This is a Spanish version of Corinne Krause’s 1970 (University of Pittsburgh) Ph. D. dissertation. Well researched and engagingly written, its faults are those of unrevised dissertations. It repeats the same data under different rubrics, restates historical commonplaces, and relies excessively on its sources. It is, nevertheless, essential reading for Jewish history. Krause has thoroughly exploited her sources; has combed naturalizations for Jewish names, and calculated from the outcome Mexico’s Jewish population in 1906 (p. 105); and has found a most knowledgeable informant in Smyrna-born Rubén Mazal. Her subject, she believes, tests social openness and illuminates ideological trends. Jews constituted a symbol in the tug of war between Liberals and Conservatives, between positivists and their opponents. But (to trust Alicia Backal) as victims of prejudice, they have followed Mexico’s Chinese.
The Alsatians pioneered Jewish group presence in Mexico. They played prominent roles, but identified with Paris rather than with Zion. Krause has not documented the presumed Jewishness of the Jenks brothers and of Limantour’s parents (pp. 16-17, 53), nor that of publicist-educator-statistician Isidoro Epstein, a German who never said he was Jewish, nor of the Preparatoria's Campechano humanist, Francisco Rivas Puigcerver, who did say he was but was not. In 1905, Rivas presided over the ephemeral Sociedad Emanuel, which included Jews of every origin except the Alsatians. They were by then outnumbered by German-American Jews, who were in turn swamped by Ladino or Arab-speaking “Turcos.” These supported the organizing efforts of El Paso’s Rabbi Martin Zielonka in 1908 and 1912.
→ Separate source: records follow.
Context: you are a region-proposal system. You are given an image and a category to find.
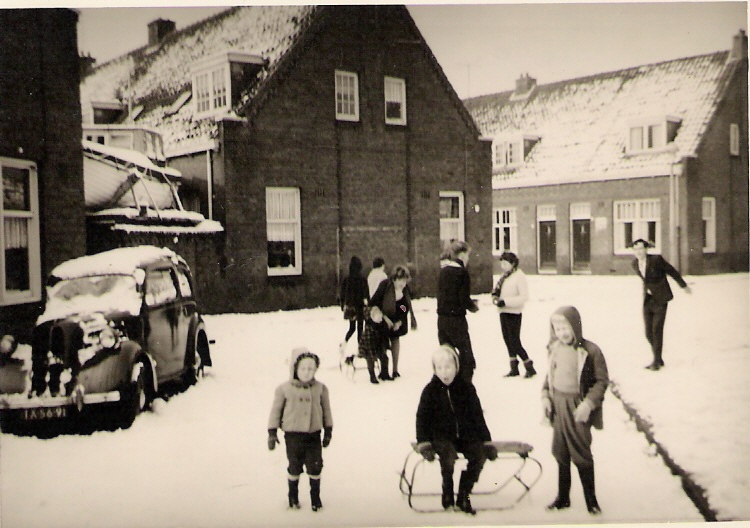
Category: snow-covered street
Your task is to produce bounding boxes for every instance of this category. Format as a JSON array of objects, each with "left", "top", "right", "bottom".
[{"left": 0, "top": 274, "right": 750, "bottom": 528}]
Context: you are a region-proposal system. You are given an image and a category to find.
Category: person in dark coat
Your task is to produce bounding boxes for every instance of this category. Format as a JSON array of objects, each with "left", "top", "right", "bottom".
[
  {"left": 417, "top": 345, "right": 497, "bottom": 515},
  {"left": 437, "top": 240, "right": 479, "bottom": 382},
  {"left": 370, "top": 266, "right": 417, "bottom": 380},
  {"left": 339, "top": 256, "right": 370, "bottom": 361},
  {"left": 632, "top": 238, "right": 691, "bottom": 370},
  {"left": 542, "top": 306, "right": 609, "bottom": 515}
]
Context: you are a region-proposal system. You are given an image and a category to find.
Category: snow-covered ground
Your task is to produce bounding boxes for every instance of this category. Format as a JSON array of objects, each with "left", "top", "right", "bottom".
[{"left": 0, "top": 274, "right": 750, "bottom": 528}]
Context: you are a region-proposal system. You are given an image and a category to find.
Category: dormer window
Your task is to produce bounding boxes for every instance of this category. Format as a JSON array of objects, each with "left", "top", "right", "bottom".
[
  {"left": 492, "top": 134, "right": 539, "bottom": 169},
  {"left": 628, "top": 116, "right": 681, "bottom": 153},
  {"left": 191, "top": 51, "right": 265, "bottom": 117},
  {"left": 91, "top": 101, "right": 128, "bottom": 125}
]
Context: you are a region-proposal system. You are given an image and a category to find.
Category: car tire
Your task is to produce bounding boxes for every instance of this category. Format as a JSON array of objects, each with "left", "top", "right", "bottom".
[
  {"left": 120, "top": 363, "right": 149, "bottom": 429},
  {"left": 183, "top": 325, "right": 211, "bottom": 388}
]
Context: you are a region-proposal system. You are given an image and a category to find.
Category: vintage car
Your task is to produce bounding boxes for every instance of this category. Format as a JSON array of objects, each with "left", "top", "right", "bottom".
[{"left": 0, "top": 246, "right": 211, "bottom": 428}]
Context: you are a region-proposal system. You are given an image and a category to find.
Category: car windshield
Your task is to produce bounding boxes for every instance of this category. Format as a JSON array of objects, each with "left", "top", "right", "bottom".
[{"left": 37, "top": 275, "right": 141, "bottom": 324}]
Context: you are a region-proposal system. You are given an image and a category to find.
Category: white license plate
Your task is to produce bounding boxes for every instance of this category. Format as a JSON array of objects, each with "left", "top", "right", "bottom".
[{"left": 22, "top": 407, "right": 68, "bottom": 421}]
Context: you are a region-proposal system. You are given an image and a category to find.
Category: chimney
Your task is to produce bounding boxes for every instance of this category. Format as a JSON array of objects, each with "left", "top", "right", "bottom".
[
  {"left": 78, "top": 53, "right": 96, "bottom": 79},
  {"left": 510, "top": 73, "right": 536, "bottom": 101},
  {"left": 148, "top": 18, "right": 175, "bottom": 46},
  {"left": 729, "top": 29, "right": 747, "bottom": 61}
]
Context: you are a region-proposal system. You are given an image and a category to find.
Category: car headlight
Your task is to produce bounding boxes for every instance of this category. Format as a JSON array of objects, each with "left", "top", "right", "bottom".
[{"left": 99, "top": 328, "right": 117, "bottom": 348}]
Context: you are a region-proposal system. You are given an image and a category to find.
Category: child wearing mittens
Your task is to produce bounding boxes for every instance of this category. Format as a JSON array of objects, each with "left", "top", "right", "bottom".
[
  {"left": 268, "top": 347, "right": 333, "bottom": 511},
  {"left": 542, "top": 306, "right": 609, "bottom": 515}
]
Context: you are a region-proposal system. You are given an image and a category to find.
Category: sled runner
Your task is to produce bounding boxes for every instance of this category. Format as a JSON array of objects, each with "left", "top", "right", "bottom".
[{"left": 399, "top": 442, "right": 542, "bottom": 513}]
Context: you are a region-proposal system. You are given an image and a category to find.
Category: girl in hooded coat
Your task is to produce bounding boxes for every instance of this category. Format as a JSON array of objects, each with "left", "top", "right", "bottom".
[
  {"left": 268, "top": 347, "right": 333, "bottom": 511},
  {"left": 542, "top": 306, "right": 609, "bottom": 515}
]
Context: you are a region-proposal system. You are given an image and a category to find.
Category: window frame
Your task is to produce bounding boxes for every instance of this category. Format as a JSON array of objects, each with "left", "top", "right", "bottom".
[
  {"left": 612, "top": 198, "right": 662, "bottom": 255},
  {"left": 266, "top": 187, "right": 302, "bottom": 277},
  {"left": 0, "top": 156, "right": 42, "bottom": 306},
  {"left": 492, "top": 207, "right": 518, "bottom": 256},
  {"left": 626, "top": 115, "right": 682, "bottom": 154},
  {"left": 333, "top": 69, "right": 359, "bottom": 123},
  {"left": 701, "top": 196, "right": 716, "bottom": 254},
  {"left": 438, "top": 191, "right": 466, "bottom": 249},
  {"left": 192, "top": 61, "right": 232, "bottom": 118},
  {"left": 383, "top": 76, "right": 406, "bottom": 126}
]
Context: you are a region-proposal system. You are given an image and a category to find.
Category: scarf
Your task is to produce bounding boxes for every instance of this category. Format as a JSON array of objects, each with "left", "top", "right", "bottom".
[{"left": 492, "top": 268, "right": 517, "bottom": 297}]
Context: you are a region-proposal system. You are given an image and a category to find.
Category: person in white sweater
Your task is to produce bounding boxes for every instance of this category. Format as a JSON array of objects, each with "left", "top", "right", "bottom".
[{"left": 492, "top": 251, "right": 536, "bottom": 378}]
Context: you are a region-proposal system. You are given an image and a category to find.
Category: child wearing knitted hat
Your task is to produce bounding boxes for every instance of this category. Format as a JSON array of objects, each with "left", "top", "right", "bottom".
[
  {"left": 268, "top": 347, "right": 333, "bottom": 511},
  {"left": 417, "top": 345, "right": 497, "bottom": 515}
]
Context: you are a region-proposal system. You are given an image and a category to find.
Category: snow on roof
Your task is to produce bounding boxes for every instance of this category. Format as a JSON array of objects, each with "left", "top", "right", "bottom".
[
  {"left": 464, "top": 51, "right": 736, "bottom": 189},
  {"left": 81, "top": 5, "right": 318, "bottom": 153},
  {"left": 81, "top": 139, "right": 182, "bottom": 178},
  {"left": 51, "top": 246, "right": 182, "bottom": 279}
]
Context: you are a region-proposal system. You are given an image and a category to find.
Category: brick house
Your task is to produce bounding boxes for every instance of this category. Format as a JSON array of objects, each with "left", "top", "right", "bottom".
[
  {"left": 465, "top": 31, "right": 748, "bottom": 274},
  {"left": 81, "top": 5, "right": 492, "bottom": 312},
  {"left": 0, "top": 9, "right": 86, "bottom": 338}
]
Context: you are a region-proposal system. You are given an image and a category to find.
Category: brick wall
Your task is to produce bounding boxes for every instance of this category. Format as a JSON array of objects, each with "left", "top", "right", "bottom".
[
  {"left": 0, "top": 9, "right": 85, "bottom": 338},
  {"left": 212, "top": 6, "right": 491, "bottom": 311}
]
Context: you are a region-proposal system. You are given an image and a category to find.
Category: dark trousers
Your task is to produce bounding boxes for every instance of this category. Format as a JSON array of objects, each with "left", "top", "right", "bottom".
[
  {"left": 344, "top": 318, "right": 365, "bottom": 341},
  {"left": 438, "top": 315, "right": 477, "bottom": 383},
  {"left": 432, "top": 440, "right": 487, "bottom": 486},
  {"left": 643, "top": 295, "right": 667, "bottom": 364},
  {"left": 284, "top": 431, "right": 323, "bottom": 478},
  {"left": 500, "top": 313, "right": 529, "bottom": 361}
]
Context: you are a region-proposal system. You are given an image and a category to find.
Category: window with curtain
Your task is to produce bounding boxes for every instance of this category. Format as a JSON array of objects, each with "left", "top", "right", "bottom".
[
  {"left": 0, "top": 158, "right": 41, "bottom": 304},
  {"left": 266, "top": 187, "right": 302, "bottom": 275}
]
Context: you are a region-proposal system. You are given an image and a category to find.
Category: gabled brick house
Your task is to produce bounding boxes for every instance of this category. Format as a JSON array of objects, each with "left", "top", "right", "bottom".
[
  {"left": 0, "top": 9, "right": 86, "bottom": 339},
  {"left": 465, "top": 31, "right": 749, "bottom": 274},
  {"left": 81, "top": 5, "right": 492, "bottom": 312}
]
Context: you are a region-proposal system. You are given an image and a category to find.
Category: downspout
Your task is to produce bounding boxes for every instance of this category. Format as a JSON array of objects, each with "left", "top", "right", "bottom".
[{"left": 206, "top": 149, "right": 214, "bottom": 220}]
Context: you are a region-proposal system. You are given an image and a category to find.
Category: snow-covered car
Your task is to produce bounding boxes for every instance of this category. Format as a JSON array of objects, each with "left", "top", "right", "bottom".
[{"left": 0, "top": 246, "right": 211, "bottom": 427}]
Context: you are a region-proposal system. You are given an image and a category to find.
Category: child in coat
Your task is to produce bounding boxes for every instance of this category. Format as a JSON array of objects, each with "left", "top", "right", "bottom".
[
  {"left": 542, "top": 306, "right": 609, "bottom": 515},
  {"left": 268, "top": 347, "right": 333, "bottom": 511},
  {"left": 417, "top": 345, "right": 497, "bottom": 515},
  {"left": 359, "top": 306, "right": 391, "bottom": 383}
]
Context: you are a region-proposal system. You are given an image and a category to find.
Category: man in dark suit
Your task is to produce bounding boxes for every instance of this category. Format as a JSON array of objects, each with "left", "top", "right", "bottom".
[{"left": 633, "top": 238, "right": 690, "bottom": 370}]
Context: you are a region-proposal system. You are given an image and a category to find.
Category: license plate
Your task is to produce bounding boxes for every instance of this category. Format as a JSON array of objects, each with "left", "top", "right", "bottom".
[{"left": 22, "top": 407, "right": 68, "bottom": 421}]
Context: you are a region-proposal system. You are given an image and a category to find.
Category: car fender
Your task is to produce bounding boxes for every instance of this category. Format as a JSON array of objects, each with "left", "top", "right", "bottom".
[{"left": 120, "top": 341, "right": 159, "bottom": 394}]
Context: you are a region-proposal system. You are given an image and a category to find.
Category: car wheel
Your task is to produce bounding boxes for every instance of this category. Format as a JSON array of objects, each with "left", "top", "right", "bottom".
[
  {"left": 120, "top": 363, "right": 149, "bottom": 429},
  {"left": 185, "top": 343, "right": 205, "bottom": 387}
]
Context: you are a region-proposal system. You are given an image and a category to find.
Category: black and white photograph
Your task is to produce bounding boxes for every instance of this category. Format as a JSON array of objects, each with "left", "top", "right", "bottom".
[{"left": 0, "top": 0, "right": 750, "bottom": 528}]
At this point Krause’s story meshes with Harriet Lesser’s catalogue-like New York University dissertation of 1972 and with the reminiscences of Leon Sourasky (1965) and Isaac Dabbah (1982). None is definitive, and Krause’s balanced but all-too-brief account breaks off before 1930. By then there were some 9, 000 Yiddish speakers from Russia and Poland in addition to the Turcos’ 12, 000. Most clustered around the clubs, schools, and synagogues of the Federal District, and had already moved up from being installment peddlers to shopkeepers and small manufacturers. Krause’s concluding chapter reviews Jewish colonization schemes for Mexico, a hypothetical tale. Eleven unidentified photographs illustrate the book.